Now, for the good stuff....
Reunion is really a culinary delight. The mix of cultural influences from France, Madagascar, India, China, Portugal, Indonesia, and other locals makes for a particularly vibrant mix of ethnicities, often all blended together in the same meal. Add in the fact that the island has a shockingly wide range of agricultural products of their own (guava, papaya, banana, sugar cane, pineapple, chayottes, and mangos in particularly all grow like, and sometime as, weeds, and there's a strong spice industry as well) makes for some particularly great, and sometime unique, ingredients to work with.
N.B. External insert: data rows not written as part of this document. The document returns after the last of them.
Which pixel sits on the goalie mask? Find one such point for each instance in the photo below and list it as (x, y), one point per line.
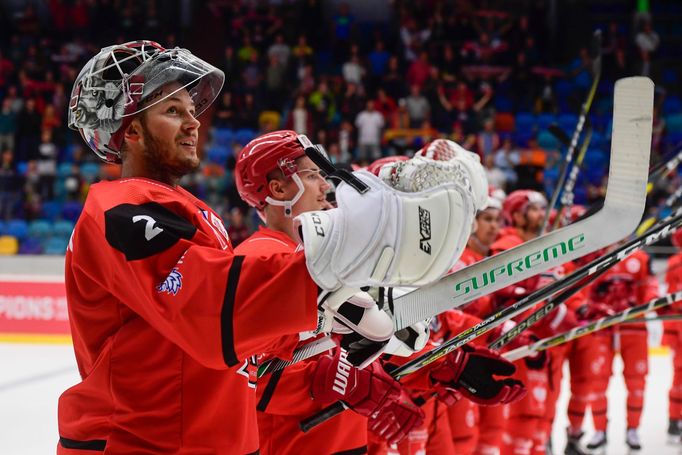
(123, 80)
(266, 153)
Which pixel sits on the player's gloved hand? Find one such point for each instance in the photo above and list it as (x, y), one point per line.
(386, 237)
(472, 370)
(395, 421)
(364, 391)
(594, 310)
(447, 150)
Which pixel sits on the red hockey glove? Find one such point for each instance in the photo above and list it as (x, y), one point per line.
(364, 391)
(394, 421)
(594, 310)
(470, 370)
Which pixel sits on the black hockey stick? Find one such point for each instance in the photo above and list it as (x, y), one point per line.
(584, 110)
(664, 228)
(593, 326)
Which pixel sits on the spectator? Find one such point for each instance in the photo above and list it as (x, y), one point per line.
(369, 123)
(487, 140)
(10, 185)
(346, 142)
(506, 159)
(419, 70)
(280, 50)
(299, 118)
(323, 103)
(418, 107)
(225, 112)
(378, 62)
(385, 104)
(393, 80)
(8, 125)
(351, 103)
(28, 131)
(46, 166)
(647, 42)
(352, 70)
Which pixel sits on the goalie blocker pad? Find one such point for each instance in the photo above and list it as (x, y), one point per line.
(386, 237)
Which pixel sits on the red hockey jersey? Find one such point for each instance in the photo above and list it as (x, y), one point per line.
(284, 397)
(165, 319)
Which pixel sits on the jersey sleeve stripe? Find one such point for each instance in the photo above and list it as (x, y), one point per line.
(269, 391)
(227, 313)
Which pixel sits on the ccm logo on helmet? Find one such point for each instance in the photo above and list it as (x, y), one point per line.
(317, 221)
(424, 230)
There's also enough French influence (the island is actually part of France, not a colony) that if you are on an actual road, you are also guaranteed to be never more than a 20 minute drive from a decent boulangerie or patisserie, even when in the middle of the island in the mountains.
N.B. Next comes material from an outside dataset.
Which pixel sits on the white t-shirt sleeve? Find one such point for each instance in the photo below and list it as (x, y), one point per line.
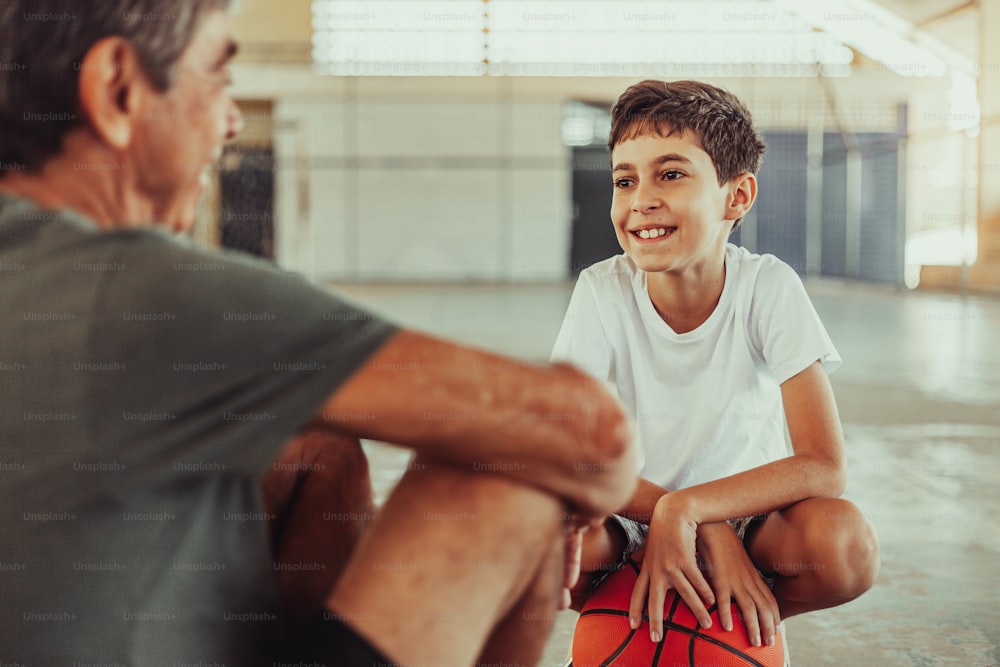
(789, 333)
(582, 340)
When it comes down to it, however, the foundation of nearly every single menu and meal is the "carri" (curry, also spelled "cari" or "cary"). A variant of the Indian-style curry, it's generally meat simmered in a sauce of tomatoes, onions, garlic, ginger, thyme, turmeric, and saffron, and can be found with just about every type of protein, ranging from chicken (carri poulet), to duck (carri canard), swordfish (carri espadon), shrimp (carri camarons), and even octopus (carri zourite). The carri is, without variation, served up with a mountain of rice, and some sort of simmered bean (lentils and lima beans being the most common). The carri itself is always very heavily spiced... but unlike Indian or Chinese curries, the carri itself is almost never actually hot in flavor: they don't use hot peppers in the carri itself. Much of this is a byproduct of the French not particularly liking hot food. But don't think that there isn't heat... Each carri is also served up with either "piment" (a hot-pepper salsa made with the tiny hot peppers grown locally), or a rougail, a spicy chutney that usually mixes tomato, garlic, ginger, and chile peppers, often with other local ingredients like lemon, lime (including kaffir limes), thyme, mango, and the like. And while a few of the rougails were more tart than hot, a few of them were about as fiery as you can imagine, so only a tiny little dab of rougail was enough to flavor your entire plate. More than a few times, my American Southwest-calibrated palate with many years of Indian and Thai experience surprised the locals with my love of some of their hottest rougails.... but just as many times I found myself having to search out a "carafe d'eau" to put out the fires.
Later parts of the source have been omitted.